Especialmente perturbador resulta el aumento en el número de condenas a muerte registradas en Zambia, donde el gobierno informó de 101 condenas a muerte; un crecimiento impresionante en comparación con las 28 registradas por Amnistía Internacional en 2018. Además, los tribunales de Zambia exoneraron a ocho personas: ocho personas condenadas a muerte, que podrían haber sido ejecutadas por un delito del que, finalmente, se concluyó que no eran culpables. Queda así en evidencia que los tribunales no son perfectos, y que no se puede excluir nunca el riesgo de castigar y ejecutar a inocentes cuando se recurre a la pena de muerte.

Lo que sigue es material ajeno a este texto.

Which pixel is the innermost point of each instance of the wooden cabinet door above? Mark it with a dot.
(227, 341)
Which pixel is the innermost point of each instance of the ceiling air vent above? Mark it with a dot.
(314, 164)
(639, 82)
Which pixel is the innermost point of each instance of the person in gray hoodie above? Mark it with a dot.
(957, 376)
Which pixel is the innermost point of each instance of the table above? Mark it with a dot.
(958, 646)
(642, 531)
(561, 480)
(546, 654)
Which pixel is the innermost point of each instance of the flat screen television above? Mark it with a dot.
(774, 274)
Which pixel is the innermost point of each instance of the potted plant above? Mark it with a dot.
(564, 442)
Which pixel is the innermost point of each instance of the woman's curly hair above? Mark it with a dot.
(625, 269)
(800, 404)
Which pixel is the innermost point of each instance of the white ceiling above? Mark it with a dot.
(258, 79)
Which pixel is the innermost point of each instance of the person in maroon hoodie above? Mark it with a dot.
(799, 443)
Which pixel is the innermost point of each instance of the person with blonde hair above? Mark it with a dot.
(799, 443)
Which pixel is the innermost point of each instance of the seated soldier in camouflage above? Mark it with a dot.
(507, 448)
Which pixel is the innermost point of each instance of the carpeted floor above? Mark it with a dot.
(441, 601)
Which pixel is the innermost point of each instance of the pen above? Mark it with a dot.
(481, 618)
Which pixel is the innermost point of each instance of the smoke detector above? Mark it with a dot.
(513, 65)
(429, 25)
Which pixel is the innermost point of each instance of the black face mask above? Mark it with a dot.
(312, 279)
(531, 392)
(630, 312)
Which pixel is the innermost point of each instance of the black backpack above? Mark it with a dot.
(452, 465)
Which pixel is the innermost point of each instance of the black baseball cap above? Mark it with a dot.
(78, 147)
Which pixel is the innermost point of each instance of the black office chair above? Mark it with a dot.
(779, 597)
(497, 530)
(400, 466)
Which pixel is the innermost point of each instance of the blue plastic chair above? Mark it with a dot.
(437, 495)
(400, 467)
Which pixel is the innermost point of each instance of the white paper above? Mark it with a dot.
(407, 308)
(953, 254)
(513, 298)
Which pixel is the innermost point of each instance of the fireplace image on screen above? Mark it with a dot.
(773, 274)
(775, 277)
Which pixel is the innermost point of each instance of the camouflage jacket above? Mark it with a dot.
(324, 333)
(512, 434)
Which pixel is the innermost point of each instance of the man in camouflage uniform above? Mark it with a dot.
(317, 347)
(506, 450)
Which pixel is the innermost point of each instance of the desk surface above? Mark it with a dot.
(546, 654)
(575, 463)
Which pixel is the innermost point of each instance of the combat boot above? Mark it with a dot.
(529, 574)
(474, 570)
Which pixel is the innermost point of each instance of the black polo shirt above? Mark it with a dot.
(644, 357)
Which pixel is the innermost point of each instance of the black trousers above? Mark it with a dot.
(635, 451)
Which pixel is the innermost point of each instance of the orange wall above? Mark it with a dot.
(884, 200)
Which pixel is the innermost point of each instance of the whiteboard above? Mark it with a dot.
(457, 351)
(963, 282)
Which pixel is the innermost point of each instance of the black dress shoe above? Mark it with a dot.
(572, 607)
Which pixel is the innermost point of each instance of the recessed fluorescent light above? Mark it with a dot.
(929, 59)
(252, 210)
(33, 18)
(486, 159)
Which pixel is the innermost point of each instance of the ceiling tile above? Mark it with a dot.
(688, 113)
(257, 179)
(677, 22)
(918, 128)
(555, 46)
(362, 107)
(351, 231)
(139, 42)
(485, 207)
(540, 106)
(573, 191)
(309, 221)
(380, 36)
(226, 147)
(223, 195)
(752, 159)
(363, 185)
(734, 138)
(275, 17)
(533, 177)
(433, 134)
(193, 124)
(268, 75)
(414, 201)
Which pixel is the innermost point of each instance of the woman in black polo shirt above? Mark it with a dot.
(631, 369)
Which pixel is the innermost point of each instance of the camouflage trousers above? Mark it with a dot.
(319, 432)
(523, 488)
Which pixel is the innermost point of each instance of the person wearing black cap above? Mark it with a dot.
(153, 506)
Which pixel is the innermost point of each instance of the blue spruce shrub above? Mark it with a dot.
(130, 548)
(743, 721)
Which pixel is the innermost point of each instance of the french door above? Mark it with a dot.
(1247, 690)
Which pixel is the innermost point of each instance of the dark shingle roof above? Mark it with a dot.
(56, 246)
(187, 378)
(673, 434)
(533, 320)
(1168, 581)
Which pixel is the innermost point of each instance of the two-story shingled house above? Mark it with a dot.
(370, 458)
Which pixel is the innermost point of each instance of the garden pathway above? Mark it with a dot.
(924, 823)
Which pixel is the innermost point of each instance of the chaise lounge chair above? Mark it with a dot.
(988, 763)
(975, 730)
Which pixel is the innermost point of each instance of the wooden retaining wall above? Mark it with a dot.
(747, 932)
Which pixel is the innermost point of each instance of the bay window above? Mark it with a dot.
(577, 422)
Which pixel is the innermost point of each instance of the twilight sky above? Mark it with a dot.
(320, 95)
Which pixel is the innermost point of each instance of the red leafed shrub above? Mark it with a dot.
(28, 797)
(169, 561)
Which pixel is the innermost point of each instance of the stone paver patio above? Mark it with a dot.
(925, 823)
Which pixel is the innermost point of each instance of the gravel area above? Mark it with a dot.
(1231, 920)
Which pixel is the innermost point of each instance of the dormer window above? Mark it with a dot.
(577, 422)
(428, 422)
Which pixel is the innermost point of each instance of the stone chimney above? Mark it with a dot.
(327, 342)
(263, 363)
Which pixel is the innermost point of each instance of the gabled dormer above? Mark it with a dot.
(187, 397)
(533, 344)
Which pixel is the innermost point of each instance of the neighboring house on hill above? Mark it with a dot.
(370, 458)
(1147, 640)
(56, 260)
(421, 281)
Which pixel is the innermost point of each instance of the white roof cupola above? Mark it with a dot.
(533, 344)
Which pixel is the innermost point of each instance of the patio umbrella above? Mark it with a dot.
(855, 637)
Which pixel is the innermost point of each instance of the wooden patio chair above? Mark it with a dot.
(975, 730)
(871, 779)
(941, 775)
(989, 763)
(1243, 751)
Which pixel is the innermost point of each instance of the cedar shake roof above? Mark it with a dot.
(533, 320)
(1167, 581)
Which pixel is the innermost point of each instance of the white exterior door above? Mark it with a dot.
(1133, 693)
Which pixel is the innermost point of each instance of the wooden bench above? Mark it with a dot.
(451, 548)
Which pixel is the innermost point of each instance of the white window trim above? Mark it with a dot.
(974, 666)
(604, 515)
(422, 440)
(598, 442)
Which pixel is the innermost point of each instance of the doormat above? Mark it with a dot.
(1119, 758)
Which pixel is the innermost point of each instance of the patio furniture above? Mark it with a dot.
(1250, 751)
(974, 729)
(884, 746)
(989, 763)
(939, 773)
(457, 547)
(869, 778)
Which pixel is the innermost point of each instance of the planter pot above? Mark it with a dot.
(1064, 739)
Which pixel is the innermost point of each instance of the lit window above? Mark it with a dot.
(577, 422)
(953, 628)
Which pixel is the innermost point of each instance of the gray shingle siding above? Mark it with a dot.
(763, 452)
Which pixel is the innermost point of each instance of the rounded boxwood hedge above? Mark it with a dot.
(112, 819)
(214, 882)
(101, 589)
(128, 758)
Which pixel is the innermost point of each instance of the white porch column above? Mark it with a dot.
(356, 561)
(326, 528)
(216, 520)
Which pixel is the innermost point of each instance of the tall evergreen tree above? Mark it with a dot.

Al final del año, se tenía constancia de la existencia de 5.731 personas condenadas a muerte en África subsahariana, el 65% de ellas, repartidas entre Kenia y Nigeria. Las personas condenadas a muerte corren especial peligro de ejecución una vez agotadas las vías de apelación, si en sus países no se ha dictado ninguna moratoria oficial de las ejecuciones.
Incluso en los casos en que no se han agotado las vías de apelación, la falta de acceso a asistencia letrada efectiva, los largos retrasos que caracterizan los procesos de apelación, la negación de indulto y las deficientes condiciones de reclusión pueden convertir la vida en una experiencia angustiosa para cualquier persona.
Sin embargo,no todo fue negativo en 2019. Parece que el apoyo a la pena de muerte está disminuyendo en algunos países de la región, en los que se registraron acciones o pronunciamientos positivos, que pueden conducir a la abolición. Según la información recibida, en República Centroafricana, la Asamblea Nacional decidió estudiar un proyecto de ley sobre la abolición de la pena de muerte. Asimismo, en Guinea Ecuatorial, Teodoro Obiang Nguema anunció su intención de presentar ante el Parlamento un proyecto de ley para abolir la pena capital. En noviembre, la Comisión de Revisión de la Constitución de Gambia publicó un proyecto de Constitución para el país, del que quedaban excluidas las disposiciones relativas a la pena de muerte. En Kenia, el grupo de trabajo constituido para revisar la pena de muerte prescriptiva recomendó al Parlamento la abolición total de la pena capital, y en Zimbabue, las autoridades se plantearon, igualmente, la abolición.
La pena de muerte constituye una violación del derecho de todo ser humano a la vida, y es el exponente máximo de pena cruel, inhumana y degradante. Oponerse a la pena de muerte no implica justificar la criminalidad. Toda persona hallada culpable de un delito reconocible en un juicio justo debe rendir cuentas, pero su castigo no debe ser nunca la muerte. Al igual que luchan contra enfermedades letales, como la COVID-19, los gobiernos deben también proteger el derecho a la vida aboliendo la pena capital.